As I stood and made my way toward the main path, I could see the incandescent glow of a host of candles, moving from every direction, converging on the main pathway in procession. The sounds of Earth flowed all around us, each wrapped in thought, each hugging the halo of energy tightly around us; solitary, and yet somehow part of something greater than us all. Faces were indistinct in the soft luminescence. We were shades, shadows, spirits, some robed and hooded, many more like me, wearing whatever we’d had on when we were called. My impromptu companion kept his hand firmly beneath my elbow to steady me as we moved in time with the others. Softly he whispered, "do you feel Him? The Horned One is here." I nodded mutely, for I had felt it. Here so very near the Eternal Womb, Cerridwyn’s Cauldron, the Holy Grail, Cernunnos Himself was leading us to the place of ritual. Though the night was cool, I felt a rush of warmth as the ground beneath my feet seemed to radiate with a tangible primal force.
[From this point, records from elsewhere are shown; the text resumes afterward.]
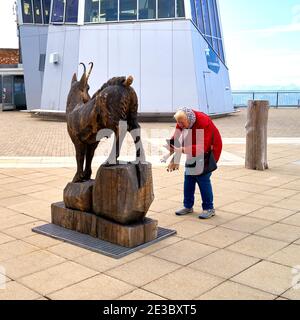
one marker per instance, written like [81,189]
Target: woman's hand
[172,167]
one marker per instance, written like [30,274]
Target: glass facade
[46,10]
[128,10]
[166,9]
[58,11]
[92,11]
[180,11]
[64,11]
[27,11]
[108,10]
[208,23]
[72,11]
[204,14]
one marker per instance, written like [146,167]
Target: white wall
[33,43]
[166,59]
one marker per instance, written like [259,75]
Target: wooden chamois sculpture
[116,101]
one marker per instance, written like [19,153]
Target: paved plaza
[250,250]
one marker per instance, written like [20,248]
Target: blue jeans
[205,187]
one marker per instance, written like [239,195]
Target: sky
[262,41]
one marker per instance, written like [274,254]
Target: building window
[221,51]
[58,10]
[37,10]
[217,18]
[42,62]
[91,11]
[108,10]
[193,11]
[46,9]
[147,9]
[72,11]
[199,11]
[166,9]
[128,10]
[212,18]
[27,11]
[180,12]
[206,18]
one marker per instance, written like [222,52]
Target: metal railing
[277,99]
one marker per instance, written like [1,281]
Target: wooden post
[256,135]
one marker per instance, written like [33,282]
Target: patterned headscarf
[190,115]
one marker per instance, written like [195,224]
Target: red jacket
[212,137]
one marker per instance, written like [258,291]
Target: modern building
[173,48]
[12,89]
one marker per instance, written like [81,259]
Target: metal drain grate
[94,244]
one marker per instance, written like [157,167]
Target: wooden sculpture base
[128,236]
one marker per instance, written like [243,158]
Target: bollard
[256,135]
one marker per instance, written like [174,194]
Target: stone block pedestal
[129,236]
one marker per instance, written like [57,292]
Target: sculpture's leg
[80,153]
[135,131]
[90,151]
[115,152]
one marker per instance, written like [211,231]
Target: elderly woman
[187,118]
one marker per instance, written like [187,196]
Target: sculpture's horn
[90,71]
[84,67]
[83,80]
[128,82]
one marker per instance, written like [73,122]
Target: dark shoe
[184,211]
[207,214]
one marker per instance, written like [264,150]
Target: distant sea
[276,98]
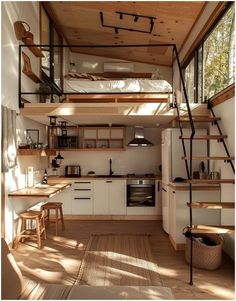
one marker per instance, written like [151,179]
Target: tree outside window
[219,62]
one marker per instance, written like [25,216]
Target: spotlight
[53,120]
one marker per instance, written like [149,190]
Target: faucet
[110,172]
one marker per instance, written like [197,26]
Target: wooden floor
[59,259]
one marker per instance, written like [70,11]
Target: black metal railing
[209,105]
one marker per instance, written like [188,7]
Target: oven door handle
[140,185]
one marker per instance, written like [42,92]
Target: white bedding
[117,86]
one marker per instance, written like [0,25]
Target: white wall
[94,64]
[138,160]
[15,178]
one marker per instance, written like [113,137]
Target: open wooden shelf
[32,76]
[199,119]
[201,229]
[202,158]
[212,205]
[35,50]
[207,137]
[36,152]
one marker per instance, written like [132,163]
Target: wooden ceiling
[80,23]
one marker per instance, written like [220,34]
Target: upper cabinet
[87,138]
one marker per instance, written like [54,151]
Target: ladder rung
[199,119]
[211,229]
[209,158]
[207,137]
[210,181]
[212,205]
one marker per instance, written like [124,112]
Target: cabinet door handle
[82,182]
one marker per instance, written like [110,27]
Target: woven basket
[205,257]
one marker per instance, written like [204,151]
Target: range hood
[139,139]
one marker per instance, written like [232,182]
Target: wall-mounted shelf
[32,76]
[35,50]
[36,152]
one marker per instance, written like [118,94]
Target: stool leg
[56,221]
[18,234]
[38,232]
[43,229]
[62,219]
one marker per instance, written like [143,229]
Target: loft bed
[99,88]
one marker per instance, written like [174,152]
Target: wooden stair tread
[34,49]
[211,205]
[205,137]
[200,229]
[209,158]
[210,181]
[199,119]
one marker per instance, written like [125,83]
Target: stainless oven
[141,193]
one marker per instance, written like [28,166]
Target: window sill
[222,96]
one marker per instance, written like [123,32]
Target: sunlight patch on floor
[221,292]
[167,272]
[127,259]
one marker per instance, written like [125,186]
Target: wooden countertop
[41,190]
[59,178]
[195,187]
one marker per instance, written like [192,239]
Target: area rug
[118,259]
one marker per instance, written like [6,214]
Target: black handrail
[222,139]
[189,170]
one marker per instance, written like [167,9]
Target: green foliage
[219,52]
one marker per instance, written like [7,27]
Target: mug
[214,175]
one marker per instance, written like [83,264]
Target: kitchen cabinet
[103,137]
[110,197]
[179,212]
[65,198]
[82,197]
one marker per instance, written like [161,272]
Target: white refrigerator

We were surely and physically in a place that is no place, in a time where there is no time. As the Vesica Pisces Symbol represents, we stood in a place where the material meets the spiritual, truly between the worlds.

We reached the Vesica Pisces Pool, and stood at the top as others fanned out below perhaps a hundred and fifty people forming a circle within a circle. When all had found their place, the Guardian leading the Rite called for those to be healed to step forward and sit on the ground, and healers to step back one pace and stand. "We know who you are, healers, we saw you come in," she called into the candlelit night. I began to move forward on impulse, ready to take my place among those who sought healing. Then, unexpectedly, a voice which was not a voice, urged me back a pace with an almost physical nudge. In that one stunning instant I realized that only by offering healing to others could I find healing for myself, something I had never before felt in my Draconian nature.

As I stepped back and took a place among the healers, I felt tears start down my face. I called silently for two of my sisters, experienced healers both, and felt them respond one at my right shoulder and one at my left. My companion smiled encouragement at me, as the ritual began. The energy moved through me like an electrical current, tingling as it moved along my arms. The palms of my hands grew warm, and then hot as I directed the flow outward from myself to those gathered in front and below. All throughout, I kept up my soundless chant, calling upon my coven family for assistance and guidance, and feeling it come upon me in waves. My thanks to those who answered my silent calling. I envisioned the force spreading out from the small stream which tumbled over the rocks at my feet from the sacred source, flowing into all the waters of the Earth, bringing peace and blessings and healing of mind, body and spirit wherever it touched. I chanted the names over again for the last time, willing the peace to permeate your spirits had it had mine.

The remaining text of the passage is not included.